LAMPUNG, HELOINDONESIA.COM–
Nusron Wahid menghadiri Pengajian Umum Yayasan Anwarul Hidayah di Pandeglang, Banten, Sabtu (09/05/2026). Dalam kesempatan tersebut, Menteri Agraria dan Tata Ruang/Kepala Badan Pertanahan Nasional (ATR/BPN) itu menegaskan bahwa jabatan pemimpin merupakan amanah yang harus dijalankan untuk melayani masyarakat.
Melalui siaran pers BPN Kabupaten Tulangbawang Barat (Tubaba), Nusron menyampaikan bahwa pemimpin yang mampu mengangkat harkat dan martabat rakyat akan mendapatkan doa kebaikan sebagaimana diajarkan Rasulullah SAW.
“Kalau ada pemimpin yang sedang memimpin dan ketika memimpin itu mengangkat harkat dan martabat rakyatnya, mempermudah rakyatnya, maka doa Rasulullah, angkatlah derajatnya orang tersebut, permudahlah hidupnya,” ujar Nusron.

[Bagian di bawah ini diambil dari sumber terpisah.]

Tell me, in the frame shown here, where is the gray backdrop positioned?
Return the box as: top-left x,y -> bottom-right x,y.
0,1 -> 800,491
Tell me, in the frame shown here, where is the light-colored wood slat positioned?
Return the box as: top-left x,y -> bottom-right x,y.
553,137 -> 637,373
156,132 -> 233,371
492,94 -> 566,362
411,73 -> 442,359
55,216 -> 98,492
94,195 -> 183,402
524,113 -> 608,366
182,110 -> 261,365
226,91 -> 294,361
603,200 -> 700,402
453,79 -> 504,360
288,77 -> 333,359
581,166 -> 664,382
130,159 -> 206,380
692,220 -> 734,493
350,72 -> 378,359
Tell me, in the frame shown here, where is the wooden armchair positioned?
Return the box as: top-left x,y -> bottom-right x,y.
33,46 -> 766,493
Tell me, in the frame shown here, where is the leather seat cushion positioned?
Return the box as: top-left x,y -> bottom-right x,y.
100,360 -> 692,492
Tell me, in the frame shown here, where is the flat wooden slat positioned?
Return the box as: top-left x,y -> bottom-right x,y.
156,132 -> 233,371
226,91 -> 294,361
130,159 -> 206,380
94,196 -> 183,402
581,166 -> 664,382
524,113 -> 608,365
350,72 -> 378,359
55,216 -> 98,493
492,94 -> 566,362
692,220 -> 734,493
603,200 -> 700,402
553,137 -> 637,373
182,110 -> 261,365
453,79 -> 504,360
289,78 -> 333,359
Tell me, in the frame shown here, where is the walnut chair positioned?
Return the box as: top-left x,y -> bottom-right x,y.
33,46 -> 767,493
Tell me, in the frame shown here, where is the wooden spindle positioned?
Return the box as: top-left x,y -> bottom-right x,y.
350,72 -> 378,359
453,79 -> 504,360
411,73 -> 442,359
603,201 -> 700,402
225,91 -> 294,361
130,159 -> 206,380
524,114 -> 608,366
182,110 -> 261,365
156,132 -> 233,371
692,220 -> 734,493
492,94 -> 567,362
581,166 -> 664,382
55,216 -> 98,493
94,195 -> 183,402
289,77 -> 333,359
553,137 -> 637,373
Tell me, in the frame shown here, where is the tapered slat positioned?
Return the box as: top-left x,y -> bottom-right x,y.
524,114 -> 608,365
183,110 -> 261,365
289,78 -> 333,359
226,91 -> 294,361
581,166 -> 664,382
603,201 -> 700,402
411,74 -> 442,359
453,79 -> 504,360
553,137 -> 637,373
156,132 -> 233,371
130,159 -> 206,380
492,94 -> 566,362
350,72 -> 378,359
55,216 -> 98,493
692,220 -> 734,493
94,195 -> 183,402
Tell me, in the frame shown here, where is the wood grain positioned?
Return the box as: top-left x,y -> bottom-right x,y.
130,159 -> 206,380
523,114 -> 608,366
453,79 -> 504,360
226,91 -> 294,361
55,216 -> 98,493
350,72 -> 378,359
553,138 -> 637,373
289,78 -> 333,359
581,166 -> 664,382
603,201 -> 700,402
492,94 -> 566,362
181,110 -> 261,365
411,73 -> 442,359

Ia menjelaskan, Rasulullah SAW juga mendoakan agar pemimpin yang mempersulit urusan masyarakat dipersulit hidupnya oleh Allah SWT. Sebaliknya, pemimpin yang mempermudah pelayanan kepada rakyat akan dimudahkan urusannya dan ditinggikan derajatnya.
Menurut Nusron, bentuk mempersulit masyarakat dapat terjadi dalam pelayanan administrasi maupun pengurusan dokumen.
“Bentuk mempersulit itu antara lain memperlambat pelayanan administrasi, mempersulit pengurusan surat, sertifikat, maupun bantuan kepada masyarakat,” katanya.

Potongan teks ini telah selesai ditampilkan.